For a painter or an artist, after they finish their work, their man-Friday is the person who will protect and frame their creation. Late Sayed Abass realising this natural affinity between the artists and the framers started framing art as early as 1932. VIKANT SAHAY stepped in the same showroom of Sayed Abass at Panjim square to find out how with the changing times the newer generations have evolved in the photo framing business
Goa has always been associated with art and one of its most famous artists Mario Miranda does not need any introduction. However, artists have their issues too. After their work is done and dusted, the immediate support system they require is framing their creation. Here comes the role of frame makers who not only enhance the picture by framing it but also help the artists and buyers of art to protect it from fungal attacks and other climatic conditions which could be damage the paintings.
Sayed Abass started this business of framing pictures as early as 1932 in Panjim. Since then the shop continues to be there, opposite the Municipal Gardens, near Panjim Church. Getting raw material for making of frames was an uphill task for Sayed Abass and he used to travel out of Goa to ensure that he had enough material to help satisfy his customers, mostly professional artists those days which included Mario Miranda. Those days it was just normal wooden frames.
The shop is now managed by Syaed Abass son Sayed Babar who brought in new elements in framing of an art with introduction of synthetic fibre frames which has changed the market completely. These synthetic fibre frames were being imported from China and South Korea which was expensive but durable. However, lately the trend is to go back to the wooden frames as wood nowadays are better seasoned than it was during those early days.

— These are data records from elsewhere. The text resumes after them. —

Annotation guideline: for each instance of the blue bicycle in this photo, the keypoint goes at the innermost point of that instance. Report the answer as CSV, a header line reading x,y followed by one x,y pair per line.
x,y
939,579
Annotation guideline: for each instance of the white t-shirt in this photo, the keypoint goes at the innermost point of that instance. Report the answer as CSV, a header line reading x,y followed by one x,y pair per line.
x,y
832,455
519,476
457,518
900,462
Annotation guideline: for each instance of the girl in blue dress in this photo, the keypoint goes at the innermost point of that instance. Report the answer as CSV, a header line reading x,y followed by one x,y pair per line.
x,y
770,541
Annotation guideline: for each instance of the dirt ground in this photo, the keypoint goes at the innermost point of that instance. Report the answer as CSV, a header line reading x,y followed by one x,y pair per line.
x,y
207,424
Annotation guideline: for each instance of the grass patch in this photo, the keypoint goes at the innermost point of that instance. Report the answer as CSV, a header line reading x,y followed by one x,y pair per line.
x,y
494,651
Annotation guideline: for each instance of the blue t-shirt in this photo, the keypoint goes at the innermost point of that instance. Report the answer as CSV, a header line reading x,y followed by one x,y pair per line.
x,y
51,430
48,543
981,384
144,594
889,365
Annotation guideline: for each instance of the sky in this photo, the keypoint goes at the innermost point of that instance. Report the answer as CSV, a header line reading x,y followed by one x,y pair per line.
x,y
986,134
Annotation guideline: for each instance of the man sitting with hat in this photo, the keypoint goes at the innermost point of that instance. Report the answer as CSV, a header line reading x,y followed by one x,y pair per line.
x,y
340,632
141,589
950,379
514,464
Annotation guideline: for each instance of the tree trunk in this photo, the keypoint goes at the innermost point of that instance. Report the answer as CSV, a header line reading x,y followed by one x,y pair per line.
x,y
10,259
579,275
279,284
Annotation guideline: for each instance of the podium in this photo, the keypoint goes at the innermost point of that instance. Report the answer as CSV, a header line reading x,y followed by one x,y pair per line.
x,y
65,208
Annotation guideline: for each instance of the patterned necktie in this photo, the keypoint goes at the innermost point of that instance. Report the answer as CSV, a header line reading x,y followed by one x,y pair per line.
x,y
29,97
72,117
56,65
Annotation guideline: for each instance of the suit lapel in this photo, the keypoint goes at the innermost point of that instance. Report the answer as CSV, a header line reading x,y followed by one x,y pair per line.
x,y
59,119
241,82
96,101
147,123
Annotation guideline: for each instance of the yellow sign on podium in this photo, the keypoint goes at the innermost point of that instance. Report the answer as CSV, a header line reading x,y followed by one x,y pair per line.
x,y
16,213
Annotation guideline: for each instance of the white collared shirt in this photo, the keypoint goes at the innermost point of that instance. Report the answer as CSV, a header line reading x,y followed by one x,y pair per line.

“Even though this business was started by my grandfather, my father Sayed Babar took it to the next level. He really believes in art and in fact he helped many of the artists during their initial struggle by not only providing them the frames on trust that they would pay him at a later stage but also tried his level best to promote them. And it worked beautifully. Legendary Mario Miranda was also one of my father’s close friends,” said Sayed Nihal.
Sayed Nihal, the third generation of the Sayed family is now in a generation which believes in adding value to the business and is equipped with a qualification course degree from Fine Art Trade Guild, London on ‘conservation art and framing’. Only nine persons in India were certified this year and this course helped Nihal to understand how framing can be done without usage of acid and hence protect art for a longer period.
“Because there is so much value attached to a painting, it needs to be framed the right way which can be durable for at least 25 years, if not more. Even the glass which we use is UV protective and does not allow a painting to fade,” said Sayed Nihal.
When asked about the business during a time when the world is moving towards technology, Nihal said, “This business is doing great as we have so many brilliant artists in Goa. Also, there are many holiday homes and hotels and they all require frames. In fact, we have a number of five star hotels as clients. Our growth would be around 10-15 per cent year-on-year.”
On his contribution to his family business, he remarked, “I am still new in this business and I have a lot to learn. Right now my ideas are flying in every direction. I am still in a dilemma to figure out which suits our line of business as this industry is expanding in several directions and rapidly too. Now even wedding cards are being made on wooden frames along with several gift items. Restaurateurs ask for fork and spoon boxes. So the range is huge. We really believe in artists and that’s where our core competence lies.”